A future AI armed with the right data could be even better at identifying individuals than these skilled researchers. Even CCTV footage could be retrospectively analysed and mapped to a facial recognition database, building a map of your historical movements and a list of people you spend time with. Data that is harmless today may make you traceable tomorrow.
Overseeing the future of AI
Beyond the contemporary issues lurk deeper long-term questions. What should and shouldn’t we automate? Should we create lethal autonomous weapons, or should a human always take charge of life-and-death decisions? How will we earn a living and even find meaning if AIs eliminate jobs? And if we ever create AIs that are smarter than us, will they value the same things we value – not least human life itself?
These are profound questions which deserve democratic debate. But today only a tiny cluster of AI firms, often funded by the world’s richest and most powerful people, are calling the shots. Is this the future we want?

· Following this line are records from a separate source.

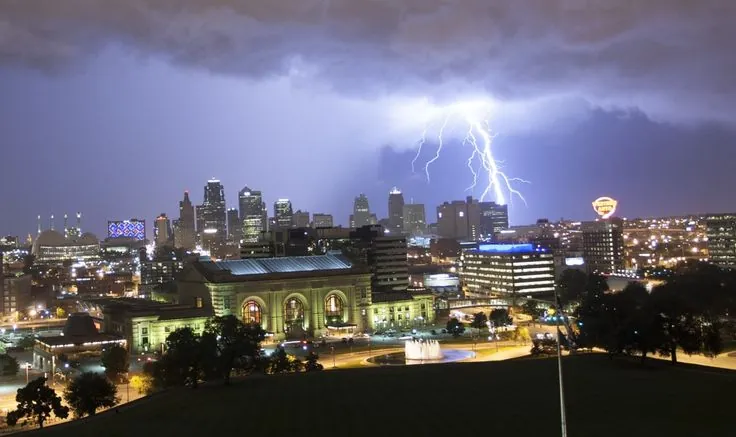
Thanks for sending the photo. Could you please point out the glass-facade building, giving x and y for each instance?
(508, 269)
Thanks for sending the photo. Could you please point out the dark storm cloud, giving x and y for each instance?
(673, 59)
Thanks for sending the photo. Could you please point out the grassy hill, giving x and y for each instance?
(512, 398)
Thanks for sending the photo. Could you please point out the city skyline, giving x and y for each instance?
(331, 114)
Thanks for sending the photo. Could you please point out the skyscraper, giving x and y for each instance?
(184, 231)
(385, 254)
(252, 214)
(282, 212)
(322, 220)
(493, 218)
(234, 228)
(395, 212)
(603, 245)
(459, 219)
(415, 222)
(361, 212)
(162, 230)
(214, 218)
(300, 219)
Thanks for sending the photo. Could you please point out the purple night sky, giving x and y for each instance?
(114, 108)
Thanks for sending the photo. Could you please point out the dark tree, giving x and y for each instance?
(500, 317)
(530, 307)
(36, 401)
(312, 364)
(182, 364)
(8, 365)
(89, 392)
(480, 321)
(116, 361)
(571, 286)
(455, 327)
(281, 362)
(238, 344)
(689, 316)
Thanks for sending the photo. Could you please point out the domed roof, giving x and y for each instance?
(79, 325)
(48, 238)
(88, 238)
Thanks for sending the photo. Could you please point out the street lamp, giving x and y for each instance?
(563, 418)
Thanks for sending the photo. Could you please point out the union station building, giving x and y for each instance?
(298, 297)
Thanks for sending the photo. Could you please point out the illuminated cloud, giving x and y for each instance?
(671, 59)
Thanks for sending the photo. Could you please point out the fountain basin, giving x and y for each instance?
(399, 358)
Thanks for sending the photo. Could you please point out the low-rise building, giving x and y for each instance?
(145, 324)
(298, 297)
(80, 339)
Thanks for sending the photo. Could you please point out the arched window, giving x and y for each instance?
(293, 313)
(333, 307)
(252, 312)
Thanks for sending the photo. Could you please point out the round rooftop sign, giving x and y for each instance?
(605, 206)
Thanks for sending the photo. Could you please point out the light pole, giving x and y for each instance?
(563, 418)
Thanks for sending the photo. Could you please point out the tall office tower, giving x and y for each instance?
(282, 212)
(493, 218)
(721, 231)
(361, 212)
(415, 222)
(385, 254)
(162, 230)
(300, 219)
(234, 228)
(73, 231)
(395, 212)
(515, 269)
(459, 220)
(320, 220)
(184, 232)
(603, 245)
(199, 220)
(214, 212)
(252, 214)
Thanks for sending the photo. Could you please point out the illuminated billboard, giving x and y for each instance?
(573, 262)
(605, 206)
(135, 229)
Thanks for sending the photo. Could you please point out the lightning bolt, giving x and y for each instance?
(480, 138)
(440, 144)
(420, 143)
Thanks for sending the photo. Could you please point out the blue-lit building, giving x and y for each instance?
(504, 269)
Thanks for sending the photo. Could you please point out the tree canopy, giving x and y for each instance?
(238, 344)
(36, 402)
(115, 360)
(89, 392)
(455, 327)
(480, 321)
(686, 313)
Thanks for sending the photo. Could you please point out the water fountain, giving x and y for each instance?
(419, 350)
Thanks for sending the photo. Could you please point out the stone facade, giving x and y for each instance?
(288, 305)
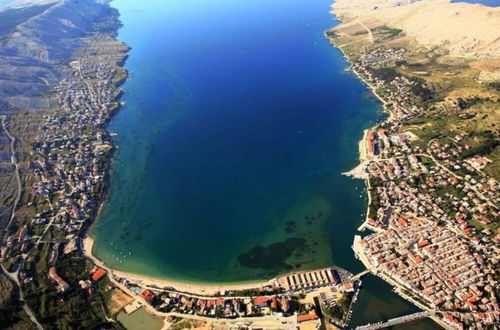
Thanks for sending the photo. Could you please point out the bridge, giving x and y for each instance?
(395, 321)
(360, 275)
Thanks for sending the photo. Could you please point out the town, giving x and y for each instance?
(432, 208)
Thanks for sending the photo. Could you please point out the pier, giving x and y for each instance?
(395, 321)
(360, 275)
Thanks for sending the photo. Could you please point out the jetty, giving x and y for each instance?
(395, 321)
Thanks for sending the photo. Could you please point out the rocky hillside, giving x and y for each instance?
(38, 41)
(464, 29)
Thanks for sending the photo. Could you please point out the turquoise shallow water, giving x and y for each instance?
(239, 120)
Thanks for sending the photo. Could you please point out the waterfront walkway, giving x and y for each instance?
(395, 321)
(360, 275)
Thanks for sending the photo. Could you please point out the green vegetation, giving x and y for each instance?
(12, 315)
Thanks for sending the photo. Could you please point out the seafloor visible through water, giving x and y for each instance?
(239, 120)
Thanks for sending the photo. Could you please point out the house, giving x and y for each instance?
(98, 274)
(63, 286)
(147, 295)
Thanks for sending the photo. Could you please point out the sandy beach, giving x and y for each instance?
(202, 289)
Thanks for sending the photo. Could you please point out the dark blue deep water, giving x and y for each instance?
(239, 119)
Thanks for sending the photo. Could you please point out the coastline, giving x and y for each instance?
(208, 288)
(202, 289)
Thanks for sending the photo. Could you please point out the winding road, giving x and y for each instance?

I make a living helping technologists understand the social, political, and ethical impacts of AI and other emerging technologies. In recent years I’ve seen some progress, although the field of technology ethics is still nascent. What we really need now is outside help.
One answer is to regulate AI. This is starting to happen – particularly in the EU – but progress is modest. Politicians see AI as an economic growth lever and are worried about hampering its development. Even then, regulation is never enough on its own. The severity and urgency of the questions AIs poses means we also need a wider public discussion.
So now is the time to pay attention to what’s happening with AI and to ask questions. Ask how it is used in your public spaces, your schools, your workplaces, by your police, by your governments, by your militaries. Urge those in power to justify their decisions and discuss the safeguards they have put in place to ensure AI’s effects are positive. The issues involved are too important to be left to technologists.